Greg Johnson of Skunk Bay Weather, a local weather website that runs camera enabled weather stations on the northern Kitsap Peninsula; Kitsap County, Washington, recorded a mysterious object early Sunday morning that has social media buzzing.

One of Johnson’s weather stations has a camera monitoring the Puget Sound at Whidbey Island from Skunk Bay, and at 3:56 a.m. Sunday by a high-resolution, 20-second exposure camera, snapped what looks like the impossible — a missile blasting off from what seems to be the Naval Air Station Whidbey Island.

Johnson told KCPQ13 Washington, he was at first hesitant to release the photo into the public domain because he said it appears to be a missile launch from the Naval Air Station Whidbey Island across the bay.
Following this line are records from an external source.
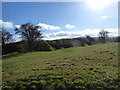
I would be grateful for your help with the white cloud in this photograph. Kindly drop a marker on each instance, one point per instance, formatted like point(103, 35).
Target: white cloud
point(69, 26)
point(49, 27)
point(17, 26)
point(6, 25)
point(104, 17)
point(71, 34)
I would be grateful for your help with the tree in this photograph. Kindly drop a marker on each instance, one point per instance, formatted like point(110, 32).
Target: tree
point(103, 35)
point(6, 37)
point(29, 32)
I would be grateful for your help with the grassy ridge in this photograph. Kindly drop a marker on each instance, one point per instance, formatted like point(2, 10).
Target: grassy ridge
point(93, 66)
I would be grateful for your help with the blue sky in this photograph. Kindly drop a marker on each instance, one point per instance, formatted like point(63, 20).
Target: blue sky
point(62, 19)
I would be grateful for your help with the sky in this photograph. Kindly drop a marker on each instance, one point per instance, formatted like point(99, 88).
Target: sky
point(62, 19)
“I feel strongly it was a missile launch,” Johnson said.

But Tom Mills, a spokesperson for NAS Whidbey Island, told KCPQ13 that “It wasn’t a missile launch from the facility. There are no missile launch capabilities on the Navy base at Whidbey Island.”
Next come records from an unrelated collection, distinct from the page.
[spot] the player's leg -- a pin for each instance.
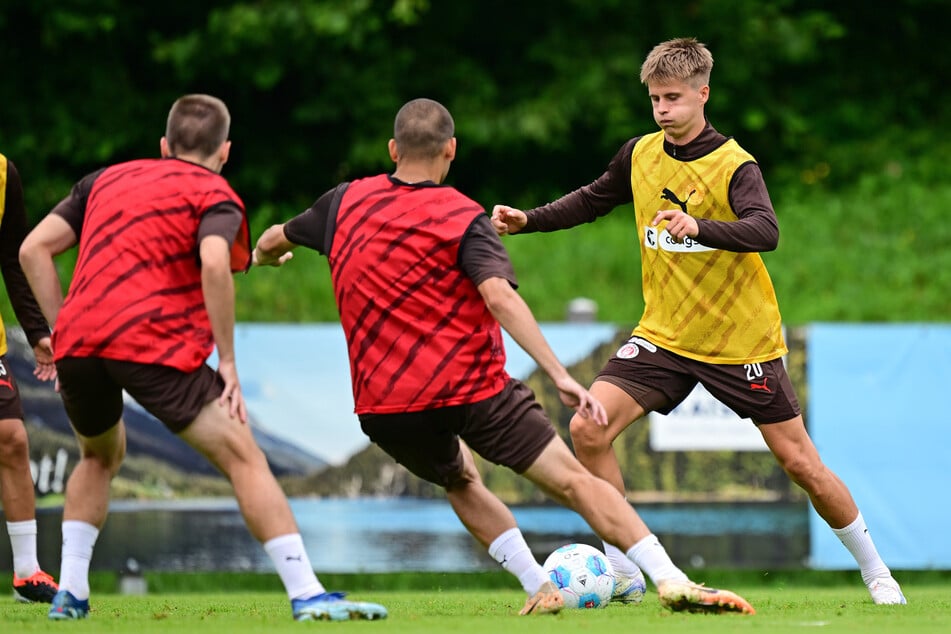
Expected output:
(30, 583)
(794, 450)
(187, 403)
(426, 443)
(593, 443)
(557, 472)
(491, 522)
(94, 405)
(593, 447)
“There’s a lot of speculation around here,” Mills said, as he conveniently suggested to KCPQ13 that the image could be a lens flare. “But it’s definitely not a missile launch.”

Cliff Mass, a professor of Atmospheric Sciences at the University of Washington, speculated that the object looks like a missile on his blog Monday.

“I’ve seen a lot of stuff,” Mass wrote. “But nothing like this.”

“It really looks like an ascending missile,” he added.

There was reportedly Alaska Flight 94 and a helicopter in the region of the northern Kitsap Peninsula at the same time the camera snapped the mysterious object.

In responding to speculation of various aircraft overhead, Johnson said, “For the record… My cams pick up airplanes all the time… I can guarantee this is NOT an airplane. They fly buy much higher and have a whole different signature….. I’ll grab a plane image and share it.”

Furthermore, The Drive points out that there are no rocket operations of any kind in the region. However, the “closest thing to something like that would be the Ohio class nuclear ballistic missile submarines (SSBNs) based not too far away at Bangor Trident Base/Naval Submarine Base Bangor.”

While there are no official reports of an Ohio class nuclear ballistic missile submarine firing an apocalyptic Trident missile in the region, the comparison below certainly looks like Sunday’s mysterious object above Washington state could have been a secret missile test. At this point, it is anyone’s guess to what happened on Sunday.